Many individual items are of less value than the insurance excess these days – it’s only when more than one are lost or stolen at the same time that there is any chance of a claim!

We have only made two travel insurance claims. One was for termination of the holiday because weather conditions made landing impossible and we were returned to the UK and had additional hotel and travel expenses. That claim failed for reasons I didn’t agree with so I complained to the Ombudsman but that was a long drawn out and ultimately unsatisfactory experience. The travel operator eventually provided a replacement holiday – which was ninety percent of our expectations – so we dropped the insurance claim for the extra costs. Our second claim on a travel policy was when a serious medical condition occurred unexpectedly a week before departure and prevented us going away. John Lewis Insurance settled it fully and efficiently.

tae says:
21 March 2015

we have booked to go to Florida in 5 weeks,. A member of our party has been declared unfit to fly with a supporting Doctors letter. Will we be allowed to delay holiday for a few months untill fit to fly again

tae – It is not clear what you are asking for from the insurer. Is it just everything is being re-arranged at no claimable cost and you just want the term of the policy extended? Or are you asking for them to pay a claim and then offer to write a new policy for when your group is able to travel?

To answer the query properly anyone would need to see the policy details and know the nature of the reason not to travel, and what result you are looking for.. And have you asked the question of the insurer.

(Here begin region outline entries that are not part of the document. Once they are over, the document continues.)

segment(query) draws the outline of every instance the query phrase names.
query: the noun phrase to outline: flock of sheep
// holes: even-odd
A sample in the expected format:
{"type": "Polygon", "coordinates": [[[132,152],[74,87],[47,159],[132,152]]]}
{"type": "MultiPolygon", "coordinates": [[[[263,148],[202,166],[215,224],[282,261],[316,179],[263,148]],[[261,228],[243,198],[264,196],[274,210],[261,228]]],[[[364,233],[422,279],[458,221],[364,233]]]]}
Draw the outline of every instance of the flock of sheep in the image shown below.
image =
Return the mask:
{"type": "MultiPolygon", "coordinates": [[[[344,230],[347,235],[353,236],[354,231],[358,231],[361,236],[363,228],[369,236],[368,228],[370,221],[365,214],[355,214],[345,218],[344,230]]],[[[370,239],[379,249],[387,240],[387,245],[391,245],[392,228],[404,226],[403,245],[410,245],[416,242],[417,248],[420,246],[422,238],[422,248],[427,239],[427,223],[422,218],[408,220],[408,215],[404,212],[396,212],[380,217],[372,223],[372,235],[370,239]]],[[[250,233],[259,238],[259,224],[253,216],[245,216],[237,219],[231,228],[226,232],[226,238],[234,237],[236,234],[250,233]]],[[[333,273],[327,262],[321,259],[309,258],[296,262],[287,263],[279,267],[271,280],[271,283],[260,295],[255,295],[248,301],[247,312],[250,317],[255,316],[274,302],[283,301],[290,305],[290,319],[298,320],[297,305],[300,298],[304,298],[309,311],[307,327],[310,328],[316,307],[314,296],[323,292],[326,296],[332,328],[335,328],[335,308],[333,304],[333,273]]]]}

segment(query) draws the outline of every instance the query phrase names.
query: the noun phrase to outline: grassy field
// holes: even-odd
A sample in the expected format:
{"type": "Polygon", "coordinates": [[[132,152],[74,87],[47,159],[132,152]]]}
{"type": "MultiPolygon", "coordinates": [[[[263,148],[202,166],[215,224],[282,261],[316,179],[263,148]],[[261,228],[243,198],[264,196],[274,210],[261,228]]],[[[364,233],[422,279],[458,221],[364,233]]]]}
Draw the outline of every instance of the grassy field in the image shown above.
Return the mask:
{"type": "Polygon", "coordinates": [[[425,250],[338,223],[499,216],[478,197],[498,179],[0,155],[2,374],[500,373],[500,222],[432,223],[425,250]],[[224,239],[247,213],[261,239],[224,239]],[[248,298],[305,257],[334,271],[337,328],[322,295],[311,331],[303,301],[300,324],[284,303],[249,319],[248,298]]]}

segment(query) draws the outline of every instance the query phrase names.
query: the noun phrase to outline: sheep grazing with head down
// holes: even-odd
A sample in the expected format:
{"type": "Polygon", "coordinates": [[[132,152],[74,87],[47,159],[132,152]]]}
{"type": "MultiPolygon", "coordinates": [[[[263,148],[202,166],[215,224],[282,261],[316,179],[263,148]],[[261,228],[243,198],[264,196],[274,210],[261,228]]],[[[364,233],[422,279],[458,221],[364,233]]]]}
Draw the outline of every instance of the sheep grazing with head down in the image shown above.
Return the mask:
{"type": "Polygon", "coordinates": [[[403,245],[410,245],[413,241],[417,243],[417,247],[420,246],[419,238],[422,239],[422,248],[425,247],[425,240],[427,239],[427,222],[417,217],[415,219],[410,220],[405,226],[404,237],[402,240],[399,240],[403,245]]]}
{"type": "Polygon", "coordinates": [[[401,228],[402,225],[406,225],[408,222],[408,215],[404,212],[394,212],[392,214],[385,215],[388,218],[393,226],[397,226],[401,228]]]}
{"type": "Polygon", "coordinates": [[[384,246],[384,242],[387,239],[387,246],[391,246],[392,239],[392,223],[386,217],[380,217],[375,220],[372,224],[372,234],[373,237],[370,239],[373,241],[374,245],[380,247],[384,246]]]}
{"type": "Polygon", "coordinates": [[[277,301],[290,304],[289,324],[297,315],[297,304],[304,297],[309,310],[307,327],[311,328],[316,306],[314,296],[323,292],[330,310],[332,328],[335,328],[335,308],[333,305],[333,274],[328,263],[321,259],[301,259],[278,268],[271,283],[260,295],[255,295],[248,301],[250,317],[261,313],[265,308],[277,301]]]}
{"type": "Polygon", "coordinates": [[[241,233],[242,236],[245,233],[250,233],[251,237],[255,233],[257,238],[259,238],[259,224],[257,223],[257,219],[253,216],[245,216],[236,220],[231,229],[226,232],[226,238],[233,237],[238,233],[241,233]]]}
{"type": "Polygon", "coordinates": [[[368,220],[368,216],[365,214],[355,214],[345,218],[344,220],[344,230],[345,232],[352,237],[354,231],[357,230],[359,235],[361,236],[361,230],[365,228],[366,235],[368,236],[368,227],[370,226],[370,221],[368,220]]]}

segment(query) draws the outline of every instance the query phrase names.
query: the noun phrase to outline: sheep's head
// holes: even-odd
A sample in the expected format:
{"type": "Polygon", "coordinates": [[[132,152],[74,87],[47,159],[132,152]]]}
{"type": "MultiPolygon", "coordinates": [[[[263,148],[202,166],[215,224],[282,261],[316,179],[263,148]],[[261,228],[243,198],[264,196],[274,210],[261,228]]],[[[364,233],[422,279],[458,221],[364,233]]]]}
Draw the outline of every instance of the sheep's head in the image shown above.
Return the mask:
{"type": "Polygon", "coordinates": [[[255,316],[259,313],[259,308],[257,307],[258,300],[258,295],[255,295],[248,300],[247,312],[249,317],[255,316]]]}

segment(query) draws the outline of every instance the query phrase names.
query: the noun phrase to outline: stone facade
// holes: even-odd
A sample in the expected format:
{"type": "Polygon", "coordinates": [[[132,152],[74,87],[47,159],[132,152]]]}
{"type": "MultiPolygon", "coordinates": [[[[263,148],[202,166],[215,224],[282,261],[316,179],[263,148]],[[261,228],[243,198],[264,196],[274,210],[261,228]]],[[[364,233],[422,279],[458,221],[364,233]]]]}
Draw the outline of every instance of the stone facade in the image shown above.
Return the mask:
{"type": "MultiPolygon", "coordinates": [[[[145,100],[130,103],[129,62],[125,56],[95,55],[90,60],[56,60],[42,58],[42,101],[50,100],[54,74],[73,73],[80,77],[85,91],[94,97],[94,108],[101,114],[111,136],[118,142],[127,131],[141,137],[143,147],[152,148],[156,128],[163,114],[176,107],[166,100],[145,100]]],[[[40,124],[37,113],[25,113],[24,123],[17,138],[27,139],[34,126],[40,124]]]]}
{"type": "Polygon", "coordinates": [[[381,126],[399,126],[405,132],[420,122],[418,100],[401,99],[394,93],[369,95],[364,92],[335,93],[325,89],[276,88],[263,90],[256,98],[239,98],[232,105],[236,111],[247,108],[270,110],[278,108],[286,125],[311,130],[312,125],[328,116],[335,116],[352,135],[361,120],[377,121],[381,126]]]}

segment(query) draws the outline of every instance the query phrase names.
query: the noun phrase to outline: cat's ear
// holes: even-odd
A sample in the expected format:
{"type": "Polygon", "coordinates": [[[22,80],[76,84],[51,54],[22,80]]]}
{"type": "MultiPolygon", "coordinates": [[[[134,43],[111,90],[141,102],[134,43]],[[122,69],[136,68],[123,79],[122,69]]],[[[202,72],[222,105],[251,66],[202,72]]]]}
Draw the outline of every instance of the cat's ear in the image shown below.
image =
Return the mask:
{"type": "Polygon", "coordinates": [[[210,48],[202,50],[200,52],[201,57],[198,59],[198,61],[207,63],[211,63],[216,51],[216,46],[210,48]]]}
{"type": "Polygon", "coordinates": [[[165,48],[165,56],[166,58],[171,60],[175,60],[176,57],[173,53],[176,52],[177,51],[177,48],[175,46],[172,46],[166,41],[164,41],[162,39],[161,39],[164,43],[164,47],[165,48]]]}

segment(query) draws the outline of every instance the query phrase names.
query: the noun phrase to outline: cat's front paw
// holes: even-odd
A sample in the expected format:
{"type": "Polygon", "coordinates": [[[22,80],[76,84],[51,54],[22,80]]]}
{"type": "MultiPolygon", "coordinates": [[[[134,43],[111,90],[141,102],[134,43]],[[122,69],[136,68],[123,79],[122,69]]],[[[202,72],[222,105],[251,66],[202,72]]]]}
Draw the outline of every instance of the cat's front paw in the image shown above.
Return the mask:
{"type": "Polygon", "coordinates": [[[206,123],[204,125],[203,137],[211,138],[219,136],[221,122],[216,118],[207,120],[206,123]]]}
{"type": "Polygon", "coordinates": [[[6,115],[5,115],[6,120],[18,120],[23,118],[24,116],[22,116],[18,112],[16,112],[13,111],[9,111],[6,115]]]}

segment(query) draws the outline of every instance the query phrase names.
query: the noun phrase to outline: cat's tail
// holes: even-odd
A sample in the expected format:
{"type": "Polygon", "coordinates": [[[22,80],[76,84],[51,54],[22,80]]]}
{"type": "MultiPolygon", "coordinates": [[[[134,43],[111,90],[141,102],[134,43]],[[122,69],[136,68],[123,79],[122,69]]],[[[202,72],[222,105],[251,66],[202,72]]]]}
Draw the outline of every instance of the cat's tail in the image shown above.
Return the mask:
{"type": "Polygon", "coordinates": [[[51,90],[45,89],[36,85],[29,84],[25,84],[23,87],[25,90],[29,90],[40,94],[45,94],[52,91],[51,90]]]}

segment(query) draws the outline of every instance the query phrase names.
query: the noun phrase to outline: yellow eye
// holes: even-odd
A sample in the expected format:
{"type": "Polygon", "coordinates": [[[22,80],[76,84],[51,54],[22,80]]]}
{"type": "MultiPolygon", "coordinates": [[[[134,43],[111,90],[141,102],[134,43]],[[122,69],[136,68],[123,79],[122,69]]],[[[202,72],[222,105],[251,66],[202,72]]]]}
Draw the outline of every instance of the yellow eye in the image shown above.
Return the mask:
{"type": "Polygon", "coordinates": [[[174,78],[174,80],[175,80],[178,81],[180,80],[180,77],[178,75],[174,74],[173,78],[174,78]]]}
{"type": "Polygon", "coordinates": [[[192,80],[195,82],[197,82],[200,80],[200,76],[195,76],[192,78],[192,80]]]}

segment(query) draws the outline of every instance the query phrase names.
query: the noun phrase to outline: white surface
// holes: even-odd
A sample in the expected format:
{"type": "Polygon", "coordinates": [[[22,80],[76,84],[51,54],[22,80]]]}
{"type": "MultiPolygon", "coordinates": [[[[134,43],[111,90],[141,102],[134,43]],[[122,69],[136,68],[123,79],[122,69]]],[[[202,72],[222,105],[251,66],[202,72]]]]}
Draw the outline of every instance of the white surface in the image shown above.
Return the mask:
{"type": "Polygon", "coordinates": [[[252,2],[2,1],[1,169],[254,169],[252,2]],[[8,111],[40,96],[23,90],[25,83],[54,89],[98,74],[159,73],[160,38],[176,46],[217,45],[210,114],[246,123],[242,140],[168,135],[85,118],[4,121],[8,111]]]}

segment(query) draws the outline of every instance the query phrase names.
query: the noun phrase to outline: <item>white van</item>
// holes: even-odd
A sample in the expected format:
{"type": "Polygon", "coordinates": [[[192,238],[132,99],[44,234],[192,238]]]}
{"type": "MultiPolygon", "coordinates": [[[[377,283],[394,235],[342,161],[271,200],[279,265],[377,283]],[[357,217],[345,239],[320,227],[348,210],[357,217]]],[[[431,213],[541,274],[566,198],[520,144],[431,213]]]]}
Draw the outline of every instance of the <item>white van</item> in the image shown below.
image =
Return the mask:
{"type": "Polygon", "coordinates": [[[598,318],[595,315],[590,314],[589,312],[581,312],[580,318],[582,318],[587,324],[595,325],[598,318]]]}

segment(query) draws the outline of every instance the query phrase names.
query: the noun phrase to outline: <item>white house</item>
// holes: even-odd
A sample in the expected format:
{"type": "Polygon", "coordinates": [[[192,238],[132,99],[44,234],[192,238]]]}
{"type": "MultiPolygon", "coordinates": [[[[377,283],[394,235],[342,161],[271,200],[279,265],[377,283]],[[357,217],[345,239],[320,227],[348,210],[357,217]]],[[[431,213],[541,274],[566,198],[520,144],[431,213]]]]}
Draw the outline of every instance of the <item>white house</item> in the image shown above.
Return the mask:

BTW if you used a good broker they would be doing the legwork for you!

John O'Hara says:
2 August 2015

We hit a rock about the size of a football or less in Greece (driving to a ferry port to go home) in July 2014.
Coincidentally, Just before setting off in May, we received updated details of the insurance which come with a NatWest Black account. We retained the booklets.
After the incident, We rang them from Greece and within 90minutes we were picked up by a rescue vehicle. THERE WERE HOLES IN THE ENGINE AND GEARBOX SUMPS and the exhaust, and so on.
Our car was best repaired in th UK and was taken there, free.
The car was stuffed full and had to be emptied before travel home.
We were reimbursed fully with nearlyÂŁ2,000 in expenses in getting home (with our dog)
The service we received was beyond criticism, except that green flag had a new telephone system and we weren’t always able to ring them; they still made sure someone rang us once or sometimes twice per day, to chech the progress of our rather complicated surface journey..
We are very grateful for such excellent service.

VictorS. says:
1 October 2015

A while ago I bought flight insurance from TRAVELEX. When my flight (USA-Europe) was canceled I asked Travelex for refund. I was naive. Even if in policy was very clear statement about 100% trip cost coverage if trip is canceled, my request was firmly denied. According to theirs rep, trip cost can be canceled only in case if flight was canceled because of extreme whether conditions or local union strike. Unbelievable!
When I insisted that it wasn’t mentioned in the original offer, I received a ton of insurance policies pages from TRAVELEX, STONEBRIDGE CASUALTYI NSURANCE, AND TRANSAMERICA INSURANCE. So, try to figure out who is responsible for what.
My advice: DO NOT BE NAIVE. Travel/Flight insurance companies are in business because they taking money from you and not paying anything back.